The local criterion for flatness goes this way:

Let $\phi : (A,m)\rightarrow (B,m')$ be a local morphism of local Noetherian rings, and $M$ a finitely generated $B$-module. If $x\in m$ is a non zero-divisor on $M$ then $M$ is flat over $A$ iff $M/xM$ is flat over $A/xA$.

One usual geometric interpretation (see for instance Eisenbud, Commutative Algebra with a View towards Algebraic Geometry, chapter 6.4) is:

If we have a morphism of affine varieties $X\rightarrow Y$ over $\mathbb{A}^1$ such that the maps to $\mathbb{A}^1$ are flat and dominant, for any point $p$ in $\mathbb{A}^1$ choose a point $p'$ in $Y$ above $p$ and a point $p''$ in $X$ above $p'$. If the map of fibers $X_{p}\rightarrow Y_{p}$ is flat in a neighborhood of $p''$ in $X_{p}$, then the map $X\rightarrow Y$ is also flat in a neighborhood of $p''$ in $X$.

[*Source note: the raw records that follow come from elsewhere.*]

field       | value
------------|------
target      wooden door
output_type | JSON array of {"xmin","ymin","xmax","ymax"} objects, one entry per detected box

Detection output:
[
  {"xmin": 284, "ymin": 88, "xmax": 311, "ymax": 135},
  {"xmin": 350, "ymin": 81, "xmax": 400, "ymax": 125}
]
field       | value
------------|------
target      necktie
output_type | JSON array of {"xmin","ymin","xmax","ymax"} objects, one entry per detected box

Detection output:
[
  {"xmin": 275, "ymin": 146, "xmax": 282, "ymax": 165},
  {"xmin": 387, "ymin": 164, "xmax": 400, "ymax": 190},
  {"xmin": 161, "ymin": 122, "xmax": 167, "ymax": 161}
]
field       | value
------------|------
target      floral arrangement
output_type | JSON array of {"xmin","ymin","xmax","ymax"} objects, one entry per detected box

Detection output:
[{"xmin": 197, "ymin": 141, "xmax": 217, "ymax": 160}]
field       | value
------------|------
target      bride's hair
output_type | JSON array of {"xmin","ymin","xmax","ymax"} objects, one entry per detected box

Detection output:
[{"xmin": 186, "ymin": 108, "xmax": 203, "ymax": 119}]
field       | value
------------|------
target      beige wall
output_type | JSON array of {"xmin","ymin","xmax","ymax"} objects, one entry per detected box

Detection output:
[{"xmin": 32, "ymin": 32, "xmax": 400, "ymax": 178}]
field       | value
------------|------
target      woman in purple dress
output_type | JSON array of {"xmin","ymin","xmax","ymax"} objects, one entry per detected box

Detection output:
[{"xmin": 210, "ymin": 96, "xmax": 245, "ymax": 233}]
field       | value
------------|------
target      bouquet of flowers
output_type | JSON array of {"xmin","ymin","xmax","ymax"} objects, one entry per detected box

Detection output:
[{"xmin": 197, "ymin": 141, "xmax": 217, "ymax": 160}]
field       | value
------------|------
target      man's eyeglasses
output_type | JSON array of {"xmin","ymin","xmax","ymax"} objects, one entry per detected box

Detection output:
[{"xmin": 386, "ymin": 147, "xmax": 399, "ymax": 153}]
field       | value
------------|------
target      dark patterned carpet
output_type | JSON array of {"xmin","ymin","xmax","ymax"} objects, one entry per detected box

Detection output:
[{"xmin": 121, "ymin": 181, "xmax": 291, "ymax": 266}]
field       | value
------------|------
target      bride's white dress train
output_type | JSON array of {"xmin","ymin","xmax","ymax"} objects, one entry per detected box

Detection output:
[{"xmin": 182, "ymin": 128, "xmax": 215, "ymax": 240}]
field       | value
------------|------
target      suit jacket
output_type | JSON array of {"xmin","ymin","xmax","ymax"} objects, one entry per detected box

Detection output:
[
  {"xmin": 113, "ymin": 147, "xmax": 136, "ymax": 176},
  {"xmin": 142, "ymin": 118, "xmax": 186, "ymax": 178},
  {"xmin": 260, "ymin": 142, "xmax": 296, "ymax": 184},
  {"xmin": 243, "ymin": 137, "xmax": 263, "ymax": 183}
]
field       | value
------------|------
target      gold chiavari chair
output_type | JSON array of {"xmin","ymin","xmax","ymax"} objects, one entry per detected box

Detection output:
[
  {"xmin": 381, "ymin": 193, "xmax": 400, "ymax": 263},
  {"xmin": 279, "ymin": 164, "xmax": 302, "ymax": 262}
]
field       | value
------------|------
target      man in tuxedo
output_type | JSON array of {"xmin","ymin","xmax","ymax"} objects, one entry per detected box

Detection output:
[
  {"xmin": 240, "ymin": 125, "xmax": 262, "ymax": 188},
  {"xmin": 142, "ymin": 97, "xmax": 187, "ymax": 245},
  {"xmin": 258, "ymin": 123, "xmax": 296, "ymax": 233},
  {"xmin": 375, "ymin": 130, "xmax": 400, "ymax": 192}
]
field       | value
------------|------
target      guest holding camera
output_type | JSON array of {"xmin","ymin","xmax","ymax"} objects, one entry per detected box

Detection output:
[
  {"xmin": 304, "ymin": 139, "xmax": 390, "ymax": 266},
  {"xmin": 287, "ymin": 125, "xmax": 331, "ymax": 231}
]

I fail to see the obviousness of this interpretation: does this mean that if $R$ and $S$ are the respective affine rings defining the affine varieties $Y$ and $X$ over the field $k$, if $P'$ and $P''$ are the maximal ideals defining the points $p'$ and $p''$, if we have $S_{P''}$ flat over $R_{P'}$, there exist an element $f''$ of $S$ not contained in $P''$ such that $S_{f''}$ is flat above $R$?

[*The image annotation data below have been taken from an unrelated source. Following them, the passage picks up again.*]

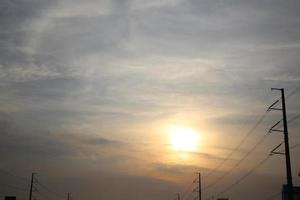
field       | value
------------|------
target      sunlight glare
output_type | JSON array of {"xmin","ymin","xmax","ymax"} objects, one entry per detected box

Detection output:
[{"xmin": 169, "ymin": 127, "xmax": 199, "ymax": 151}]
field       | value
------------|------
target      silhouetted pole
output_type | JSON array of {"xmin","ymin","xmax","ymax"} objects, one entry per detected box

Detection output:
[
  {"xmin": 29, "ymin": 173, "xmax": 34, "ymax": 200},
  {"xmin": 271, "ymin": 88, "xmax": 293, "ymax": 200},
  {"xmin": 198, "ymin": 172, "xmax": 201, "ymax": 200},
  {"xmin": 177, "ymin": 193, "xmax": 180, "ymax": 200}
]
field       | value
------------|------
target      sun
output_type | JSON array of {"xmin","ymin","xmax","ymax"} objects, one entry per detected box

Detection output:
[{"xmin": 168, "ymin": 127, "xmax": 199, "ymax": 151}]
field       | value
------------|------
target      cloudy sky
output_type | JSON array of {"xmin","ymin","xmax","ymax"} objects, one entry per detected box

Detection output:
[{"xmin": 0, "ymin": 0, "xmax": 300, "ymax": 200}]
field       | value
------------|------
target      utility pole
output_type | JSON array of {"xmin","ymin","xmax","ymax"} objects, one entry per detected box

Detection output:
[
  {"xmin": 268, "ymin": 88, "xmax": 293, "ymax": 200},
  {"xmin": 29, "ymin": 173, "xmax": 35, "ymax": 200},
  {"xmin": 198, "ymin": 172, "xmax": 202, "ymax": 200}
]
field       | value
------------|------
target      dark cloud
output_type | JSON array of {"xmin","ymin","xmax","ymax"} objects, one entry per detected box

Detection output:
[{"xmin": 0, "ymin": 0, "xmax": 300, "ymax": 200}]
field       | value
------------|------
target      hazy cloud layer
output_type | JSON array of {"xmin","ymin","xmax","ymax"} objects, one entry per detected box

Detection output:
[{"xmin": 0, "ymin": 0, "xmax": 300, "ymax": 199}]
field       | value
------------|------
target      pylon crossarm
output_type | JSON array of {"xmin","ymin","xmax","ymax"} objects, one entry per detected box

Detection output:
[
  {"xmin": 268, "ymin": 120, "xmax": 283, "ymax": 133},
  {"xmin": 270, "ymin": 143, "xmax": 285, "ymax": 156},
  {"xmin": 267, "ymin": 99, "xmax": 282, "ymax": 111}
]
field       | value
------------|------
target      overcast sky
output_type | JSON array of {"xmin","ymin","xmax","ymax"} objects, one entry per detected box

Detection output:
[{"xmin": 0, "ymin": 0, "xmax": 300, "ymax": 200}]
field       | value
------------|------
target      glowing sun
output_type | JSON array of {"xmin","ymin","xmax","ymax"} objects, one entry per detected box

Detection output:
[{"xmin": 169, "ymin": 127, "xmax": 199, "ymax": 151}]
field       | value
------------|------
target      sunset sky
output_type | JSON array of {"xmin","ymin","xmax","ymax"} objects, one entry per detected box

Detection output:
[{"xmin": 0, "ymin": 0, "xmax": 300, "ymax": 200}]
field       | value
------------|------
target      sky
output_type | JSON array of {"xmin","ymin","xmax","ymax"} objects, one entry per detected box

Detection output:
[{"xmin": 0, "ymin": 0, "xmax": 300, "ymax": 200}]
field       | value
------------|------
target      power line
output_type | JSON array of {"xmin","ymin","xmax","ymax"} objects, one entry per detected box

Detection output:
[
  {"xmin": 36, "ymin": 180, "xmax": 65, "ymax": 199},
  {"xmin": 204, "ymin": 130, "xmax": 268, "ymax": 189},
  {"xmin": 265, "ymin": 192, "xmax": 281, "ymax": 200},
  {"xmin": 204, "ymin": 112, "xmax": 267, "ymax": 177},
  {"xmin": 285, "ymin": 86, "xmax": 300, "ymax": 99},
  {"xmin": 206, "ymin": 155, "xmax": 270, "ymax": 200},
  {"xmin": 0, "ymin": 183, "xmax": 27, "ymax": 192},
  {"xmin": 0, "ymin": 169, "xmax": 29, "ymax": 182}
]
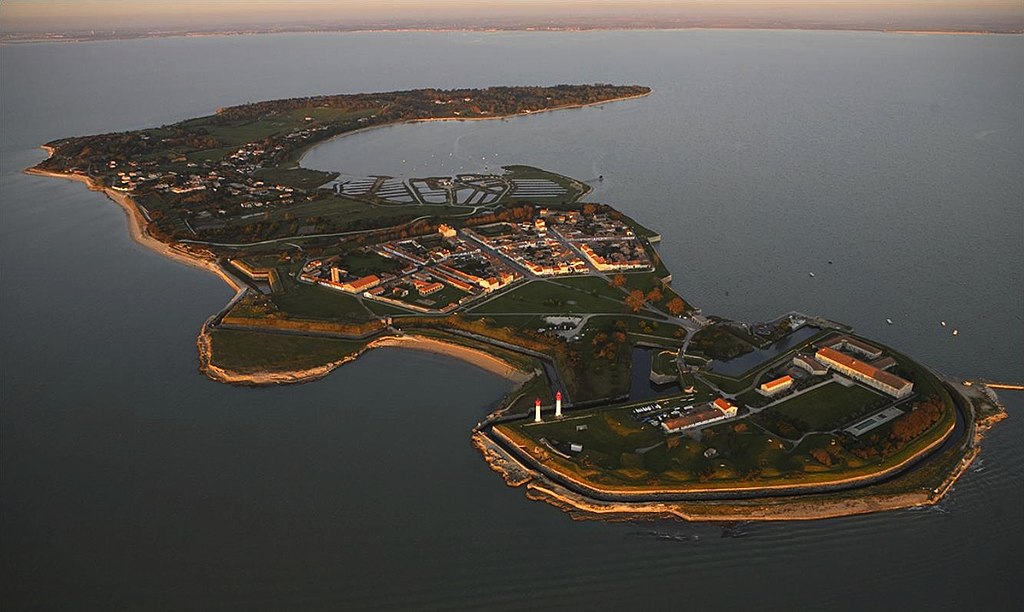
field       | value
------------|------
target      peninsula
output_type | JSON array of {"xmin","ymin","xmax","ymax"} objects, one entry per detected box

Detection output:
[{"xmin": 28, "ymin": 84, "xmax": 1005, "ymax": 521}]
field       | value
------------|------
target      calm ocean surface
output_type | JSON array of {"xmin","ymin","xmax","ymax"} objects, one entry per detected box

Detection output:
[{"xmin": 0, "ymin": 31, "xmax": 1024, "ymax": 610}]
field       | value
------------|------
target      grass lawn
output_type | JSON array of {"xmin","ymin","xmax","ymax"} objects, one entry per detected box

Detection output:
[
  {"xmin": 253, "ymin": 168, "xmax": 338, "ymax": 191},
  {"xmin": 270, "ymin": 274, "xmax": 369, "ymax": 320},
  {"xmin": 211, "ymin": 330, "xmax": 365, "ymax": 373},
  {"xmin": 772, "ymin": 383, "xmax": 888, "ymax": 431},
  {"xmin": 471, "ymin": 280, "xmax": 624, "ymax": 314},
  {"xmin": 650, "ymin": 351, "xmax": 679, "ymax": 377}
]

I mean that using the local criterion for flatness I see how I can get the flatness of the rings localized at maximal ideals coming from the flatness on the fibers, but how to extend it to a neighborhood of each points ?

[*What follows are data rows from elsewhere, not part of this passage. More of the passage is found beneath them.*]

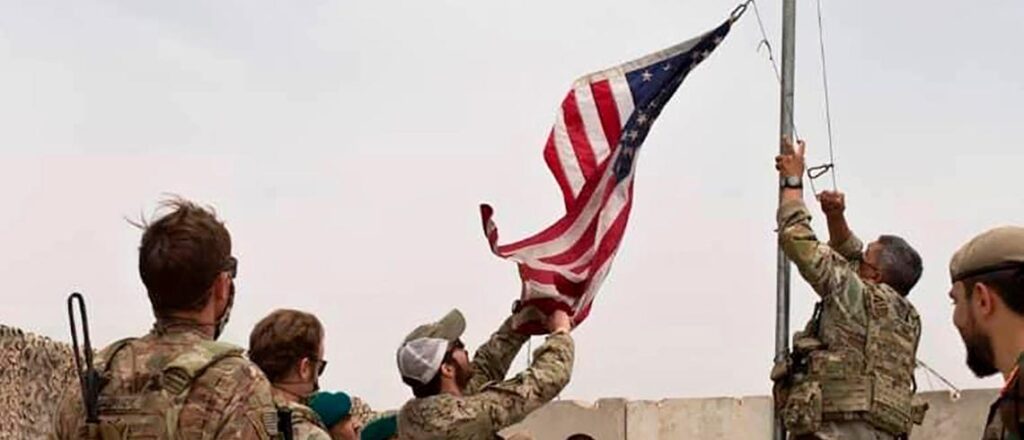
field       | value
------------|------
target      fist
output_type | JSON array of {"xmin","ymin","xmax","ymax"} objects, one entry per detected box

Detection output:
[
  {"xmin": 818, "ymin": 191, "xmax": 846, "ymax": 216},
  {"xmin": 548, "ymin": 309, "xmax": 572, "ymax": 333},
  {"xmin": 775, "ymin": 136, "xmax": 806, "ymax": 177}
]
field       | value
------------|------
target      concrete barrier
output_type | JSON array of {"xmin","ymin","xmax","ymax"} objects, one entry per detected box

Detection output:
[{"xmin": 502, "ymin": 390, "xmax": 996, "ymax": 440}]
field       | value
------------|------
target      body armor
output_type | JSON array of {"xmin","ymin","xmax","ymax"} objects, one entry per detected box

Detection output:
[
  {"xmin": 80, "ymin": 339, "xmax": 243, "ymax": 440},
  {"xmin": 772, "ymin": 284, "xmax": 927, "ymax": 436}
]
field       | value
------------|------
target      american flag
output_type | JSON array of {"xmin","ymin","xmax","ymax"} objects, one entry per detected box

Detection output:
[{"xmin": 480, "ymin": 20, "xmax": 732, "ymax": 334}]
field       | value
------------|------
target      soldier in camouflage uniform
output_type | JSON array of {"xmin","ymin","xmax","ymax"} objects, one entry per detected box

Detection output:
[
  {"xmin": 397, "ymin": 310, "xmax": 573, "ymax": 440},
  {"xmin": 949, "ymin": 226, "xmax": 1024, "ymax": 440},
  {"xmin": 249, "ymin": 309, "xmax": 331, "ymax": 440},
  {"xmin": 772, "ymin": 139, "xmax": 926, "ymax": 440},
  {"xmin": 54, "ymin": 200, "xmax": 276, "ymax": 439}
]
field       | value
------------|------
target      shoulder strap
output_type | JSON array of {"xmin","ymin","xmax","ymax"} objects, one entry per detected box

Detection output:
[{"xmin": 96, "ymin": 338, "xmax": 138, "ymax": 375}]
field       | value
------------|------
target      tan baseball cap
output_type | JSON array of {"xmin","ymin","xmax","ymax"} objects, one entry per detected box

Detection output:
[
  {"xmin": 949, "ymin": 226, "xmax": 1024, "ymax": 282},
  {"xmin": 397, "ymin": 309, "xmax": 466, "ymax": 384}
]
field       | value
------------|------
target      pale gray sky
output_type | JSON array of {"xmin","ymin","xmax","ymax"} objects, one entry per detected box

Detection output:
[{"xmin": 0, "ymin": 0, "xmax": 1024, "ymax": 407}]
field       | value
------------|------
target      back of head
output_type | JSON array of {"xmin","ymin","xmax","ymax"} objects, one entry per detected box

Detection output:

Edit: after re-reading the clear answer from Akhil Mathew, I cannot help but wondering if there is a way to get the geometric interpretation of Eisenbud without using the result on the open locus for flat maps which is above the level of chapter 6 of Eisenbud classical book. Can somebody enlighten me here?

Edit2: an interesting thread on Math.SE which gave me all the answers I needed using generic flatness instead https://math.stackexchange.com/a/2321347/14860


The flat locus is open in any event under reasonable hypotheses (EGA IV-3, Th. 11.1.1), so being flat "at a point" and "in a neighborhood of a point" are equivalent.

Also, this particular result is true more generally: if $f: X \to Y$ is a morphism of finite type $S$-schemes ($S$ being noetherian), and if $X, Y$ are flat, then $f$ is flat if and only if each of the maps $f_s: X_s \to Y_s$ are flat. This follows from the fact that one direction of the local criterion of flatness is true under more generality: that is, if $B \to C$ is a morphism of local noetherian rings both local and flat over the local noetherian ring $(A, \mathfrak{m})$, then $B \to C$ is flat if and only if the fiber $B/\mathfrak{m} B \to C/\mathfrak{m}C$ is flat. See for instance Proposition 4.10 of this document.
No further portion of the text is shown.